Modern Batı, demokratikleşmeyi mazisi olarak belirlediği Eski Yunan şehir devletleri ve imparatorların seçimle iş başına geldiği Batı Roma’ya ait bir sistem kabul etti. “Ortaçağ” diye etiketlediği Katolik dönemi ise uygar atalarının yolundan bir tür sapma olarak gördü. Eski Yunan’ın demokrasisini de hep Roma’nın cumhuriyetçiliğinden evla gördü. Bir ülkenin Batılı değerler üzerinde sayılması için sisteminin cumhuriyet olmasını zorunlu koşmadı ama demokratik olmasını mutlak ilke olarak gördü.
Aydınlanmadan bu yana bu yaklaşımı benimseyen Batı’nın bu çizgiye pratikte kemal noktasına gelmesi, ancak II. Dünya Savaşı’nın yıkımından sonra mümkün oldu.
Ne var ki İslam dünyasında hâlâ İslam’ın şura esası, demokratikleşme ile özdeşleştirilerek daha doğrusu demokratikleşme, şura ile izah edilerek bir ideal olarak gerçekleştirilmek isteniyor. Farklı kesimler, demokratikleşmeyi Batı yanlısı otoriter rejimlere karşı, Batı’nın desteğinin alınmasını sağlayacak bir çözüm olarak görüyor.
Türkiye, bu konuda İslam dünyasının epey önünde yer aldı. Ancak Türkiye’de “devlet” merkezli yaklaşım, dün demokratikleşmeye kuşkuyla yaklaştığı gibi bugün de kuşkuyla yaklaşıyor ve dünyada görülen otoriterleşmeyi demokratikleşme eğilimlerine karşı çıkmak için bir imkân olarak değerlendiriyor. Bu yaklaşımın Avrasyacılığı çok aşan Türklüğe özgülüğü hep var olmuştur. Türkiye’de siyasetin bu “özgün” çizgide yol alması için uğraşan ve devlet bürokrasisinde daima güçlü olan bir yapı var olmuştur, kısa bir liberal aradan sonra bu yapı son zamanlarda tekrar güç kazandı.
TÜRKİYE’DE İÇ SİYASETİN GELECEĞİ
Öncelikle Türkiye siyasetini sözünü ettiğimiz tablodan bağımsız düşünemeyiz.

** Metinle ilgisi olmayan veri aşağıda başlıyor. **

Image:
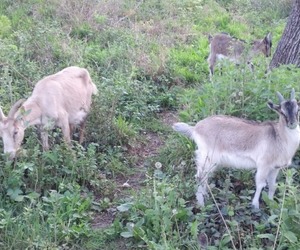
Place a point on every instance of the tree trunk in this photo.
(288, 49)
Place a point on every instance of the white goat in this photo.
(225, 46)
(62, 99)
(233, 142)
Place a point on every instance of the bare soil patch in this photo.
(144, 149)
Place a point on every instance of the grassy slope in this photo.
(146, 57)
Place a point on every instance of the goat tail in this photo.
(88, 80)
(94, 88)
(183, 128)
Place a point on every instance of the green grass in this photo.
(146, 58)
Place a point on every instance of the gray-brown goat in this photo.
(225, 46)
(232, 142)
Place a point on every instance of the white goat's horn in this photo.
(280, 97)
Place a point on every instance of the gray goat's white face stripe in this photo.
(290, 112)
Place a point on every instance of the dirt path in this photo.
(147, 148)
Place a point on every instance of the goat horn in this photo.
(280, 97)
(15, 108)
(293, 94)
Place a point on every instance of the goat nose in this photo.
(293, 125)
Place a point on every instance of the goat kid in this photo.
(62, 99)
(225, 46)
(233, 142)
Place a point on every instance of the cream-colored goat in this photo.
(62, 99)
(233, 142)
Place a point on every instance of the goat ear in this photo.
(273, 106)
(268, 38)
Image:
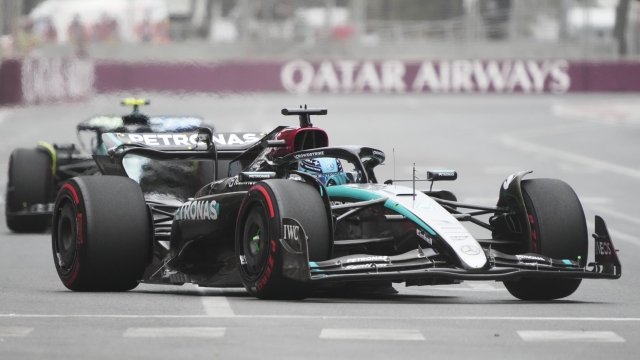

Bu tabloyu ancak siyasetin güncel durumuyla birlikte değerlendirdiğimizde geleceği kısmen de olsa görünür kılmış oluruz.
AK PARTİ’NİN DURUMU
AK Parti, iktidara geliş sürecinde dünyadaki demokratikleşme eğiliminden yararlandı. Ancak üzerinde yol aldığı geleneğin, bağımsızlaşma ve ilerlemeyi esas alan yapısının etkisi altında devletin bağımsızlaşma ve ilerlemesini demokratikleşmeden önemli gördü. Bugün geldiği noktada açığa vurmasa da Batı Avrupa tarzı bir demokratikleşmeyi, Batı’nın Türkiye siyasetine müdahale imkânı olarak görüyor; Batı Avrupa tarzı bir demokratikleşme yerine, seçimlerin düzeni bozmadıkça önemsendiği veya düzenin seçimlerle sarsılmayacak kadar güçlenmesinin sağlandığı bir sistemi tercih ediyor. AK Parti’nin geldiği nokta, sözü edilen devlet bürokrasisinin anlayışıyla da uyumlu görünüyor. Bu uyumluluk, Türkiye’de yirmi yıl önce asla mümkün değil diyebileceğimiz bir koalisyona yol açıyor.
Zannedilenin aksine bu koalisyonda asıl tavizi, Cumhurbaşkanı Recep Tayyip Erdoğan değil, koalisyonun devlet bürokrasisinde örgütlü sağ ve sol kesimi veriyor. Bunun söz konusu bürokrasiden yana daha kârlı hâle gelmesi ise ancak Cumhurbaşkanının da o bürokrasi saflarından seçilmesi ile mümkün görünüyor.
Belediye seçimlerinde büyükşehirlerden aldığı sonuçlarla AK Parti sarsıntı geçirdi. Ancak seçimlerin üzerinden geçen dokuz aylık süre, bu sarsıntının telafi edilme ihtimalini güçlendiriyor.
Öncelikle CHP belediyeleri, aradan geçen sürede istenen başarıyı göstermiş değillerdir. İkincisi, AK Parti’den kopan Ahmet Davutoğlu ve Ali Babacan yapıları da büyük bir umut hasıl etmemişlerdir.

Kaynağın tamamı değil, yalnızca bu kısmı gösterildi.